4. Results and discussion

4.1. Assessment of satellite-derived albedo

To evaluate the accuracy of Landsat-retrieved albedo, we compared the hourly AWS-measured values at the time of Landsat overpasses with the retrieved values from Landsat at the pixel where the AWS was installed (). The differences in albedo obtained by the two observation methods ranged from −0.07 to +0.03, with the mean absolute difference of 0.03. The root mean square error (RMSE) was 0.04. In addition to errors related to the retrieval method, the input data, and the environmental factors (Klok, Greull, and Oerlemans Citation2003; Fugazza et al. Citation2016; Yue et al. Citation2017; Naegeli et al. Citation2019), error was most likely to stem from the different spatial resolutions. The AWS monitored a theoretical footprint of approximately 300 m2, while the pixel area of the Landsat satellite is 900 m2. Because the AWS was installed in the upper ablation zone of the glacier, the glacier surface is usually heterogeneous. Cryoconite has been observed in the instrument footprint during field visits, as well as melt channels and small meltwater ponds offsetting the spectral properties of the surface compared with the spectral response of snow and ice, inducing errors in the comparison between in situ and Landsat-retrieved albedo.

Table 3. Comparison between hourly measured values by the automatic weather station (AWS) at the time of Landsat overpasses with the retrieved values from Landsat at the pixel for the AWS location.

Considering the large differences of spatial resolution between MODIS pixels and the spatial footprint of AWS in situ observations, we evaluated the accuracy of MODIS albedo using Landsat-retrieved albedo on the same day. In particular, we considered the individual MODIS pixel scale and the glacier-wide scale (). For the individual MODIS pixel scale, we upscaled and aggregated the Landsat-derived albedo into a resolution of 500 m, the comparison between Landsat and MODIS albedos was carried out for the selected five MDOIS pixels, respectively. For the glacier-wide scale, all Landsat albedo values within the glacier outline were averaged; the average albedo of five pure MODIS pixels within the glacier outline represents the glacier-wide albedo. Both spatial scales showed a very good agreement, with R2 of 0.88 and 0.97, respectively. The RMSE was 0.10 or approximately 29% relative error for the individual MODIS pixel scale, and 0.08 or approximately 18% relative error for the glacier-wide scale. In addition, the linear regression slope suggested that the MODIS albedo values were usually lower than the Landsat-retrieved albedo values.

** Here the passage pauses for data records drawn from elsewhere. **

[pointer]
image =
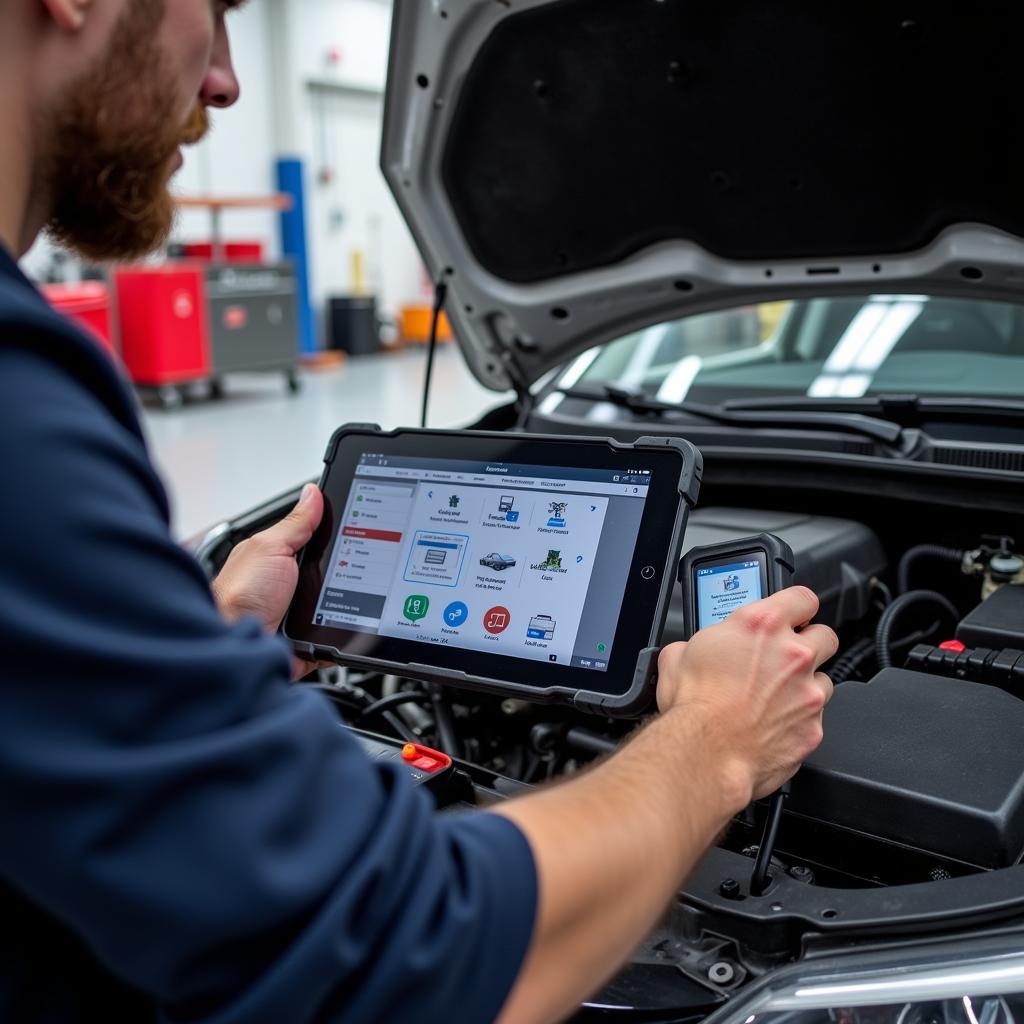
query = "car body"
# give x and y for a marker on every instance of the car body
(794, 237)
(498, 562)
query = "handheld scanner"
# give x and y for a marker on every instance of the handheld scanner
(721, 578)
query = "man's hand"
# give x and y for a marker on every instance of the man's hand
(754, 684)
(260, 574)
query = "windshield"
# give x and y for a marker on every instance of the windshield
(824, 348)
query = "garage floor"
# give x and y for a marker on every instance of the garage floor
(220, 459)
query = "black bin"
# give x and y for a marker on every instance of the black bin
(352, 325)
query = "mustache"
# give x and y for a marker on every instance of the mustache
(197, 127)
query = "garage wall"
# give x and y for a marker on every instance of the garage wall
(312, 75)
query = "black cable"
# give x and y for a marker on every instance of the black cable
(846, 665)
(391, 701)
(884, 632)
(760, 879)
(357, 698)
(918, 553)
(440, 294)
(446, 737)
(887, 594)
(591, 742)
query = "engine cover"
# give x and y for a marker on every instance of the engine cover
(924, 761)
(835, 557)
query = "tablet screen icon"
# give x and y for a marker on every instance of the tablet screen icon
(541, 628)
(416, 607)
(497, 621)
(456, 613)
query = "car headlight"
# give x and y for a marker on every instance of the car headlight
(956, 985)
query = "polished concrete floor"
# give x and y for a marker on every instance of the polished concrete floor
(221, 458)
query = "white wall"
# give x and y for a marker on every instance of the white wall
(297, 100)
(238, 157)
(338, 52)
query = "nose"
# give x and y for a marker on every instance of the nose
(220, 87)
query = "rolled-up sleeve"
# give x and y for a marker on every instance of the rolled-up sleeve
(207, 829)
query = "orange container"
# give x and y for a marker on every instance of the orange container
(414, 325)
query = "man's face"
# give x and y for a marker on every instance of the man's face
(117, 129)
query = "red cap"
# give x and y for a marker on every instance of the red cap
(424, 758)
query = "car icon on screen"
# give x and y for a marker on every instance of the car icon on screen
(497, 561)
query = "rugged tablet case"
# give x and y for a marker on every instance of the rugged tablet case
(641, 692)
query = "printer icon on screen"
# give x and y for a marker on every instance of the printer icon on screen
(541, 628)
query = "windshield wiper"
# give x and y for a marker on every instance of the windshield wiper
(813, 418)
(907, 410)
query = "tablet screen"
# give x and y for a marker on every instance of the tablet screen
(527, 561)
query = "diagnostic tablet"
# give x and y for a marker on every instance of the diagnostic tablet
(539, 567)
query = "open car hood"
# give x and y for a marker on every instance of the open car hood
(577, 169)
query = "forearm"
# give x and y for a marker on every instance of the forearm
(611, 847)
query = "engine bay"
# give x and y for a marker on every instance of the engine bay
(919, 778)
(912, 809)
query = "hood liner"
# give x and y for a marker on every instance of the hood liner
(587, 130)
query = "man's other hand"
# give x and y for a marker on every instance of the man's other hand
(260, 574)
(753, 683)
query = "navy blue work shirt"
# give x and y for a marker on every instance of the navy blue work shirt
(184, 836)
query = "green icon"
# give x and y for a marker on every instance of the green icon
(553, 561)
(416, 607)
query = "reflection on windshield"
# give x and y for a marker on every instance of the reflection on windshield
(822, 348)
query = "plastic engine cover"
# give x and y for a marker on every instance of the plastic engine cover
(924, 761)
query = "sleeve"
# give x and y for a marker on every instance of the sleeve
(207, 828)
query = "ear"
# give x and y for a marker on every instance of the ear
(69, 14)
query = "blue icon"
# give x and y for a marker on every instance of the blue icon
(456, 613)
(557, 512)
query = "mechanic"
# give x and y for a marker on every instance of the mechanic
(187, 836)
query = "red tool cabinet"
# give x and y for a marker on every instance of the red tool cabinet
(165, 335)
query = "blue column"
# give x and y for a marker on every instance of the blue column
(293, 245)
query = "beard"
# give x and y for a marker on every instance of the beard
(115, 134)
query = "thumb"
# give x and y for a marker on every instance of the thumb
(297, 527)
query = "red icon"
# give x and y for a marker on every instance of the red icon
(497, 621)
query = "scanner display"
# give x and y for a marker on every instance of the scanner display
(526, 561)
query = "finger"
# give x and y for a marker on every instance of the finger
(797, 605)
(670, 656)
(827, 687)
(297, 527)
(822, 641)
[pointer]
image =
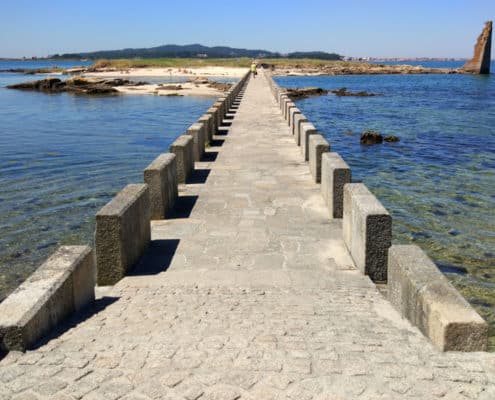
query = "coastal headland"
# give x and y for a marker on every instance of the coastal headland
(192, 77)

Figure 3. Landsat-retrieved albedo vs. MODIS-retrieved albedo (a) at individual MODIS pixel scale and (b) glacier-wide scale. The dashed line is the 1:1 ratio, and the red line is the best fit line. The error bars in (b) are the standard deviations.

Figure 3. Landsat-retrieved albedo vs. MODIS-retrieved albedo (a) at individual MODIS pixel scale and (b) glacier-wide scale. The dashed line is the 1:1 ratio, and the red line is the best fit line. The error bars in (b) are the standard deviations.

The accuracy of the MODIS albedo presented here is similar to that in previous work. Dumont et al. (Citation2012) quantified that the mean difference between AWS measurements and the MOD10A1 product was 0.18 or approximately 27.5% relative error at Saint Sorlin Glacier in the Western Alps. Gunnarsson et al. (Citation2021) reported the RMSE between the field measurements and MODIS albedo was 0.072, with R2 of 0.9 for glaciers in Iceland. Wang et al. (Citation2014) reported that the RMSE values for Palongzangbu glacier No. 4, Dongkemadi glacier, and Laohugou glaciers were 0.112, 0.068, and 0.064, respectively; and the R2 values were 0.64, 0.69, and 0.72, respectively, based on a comparison between the MOD10A1 product and Landsat Thematic Mapper (TM)-retrieved albedo values calibrated by field measurements.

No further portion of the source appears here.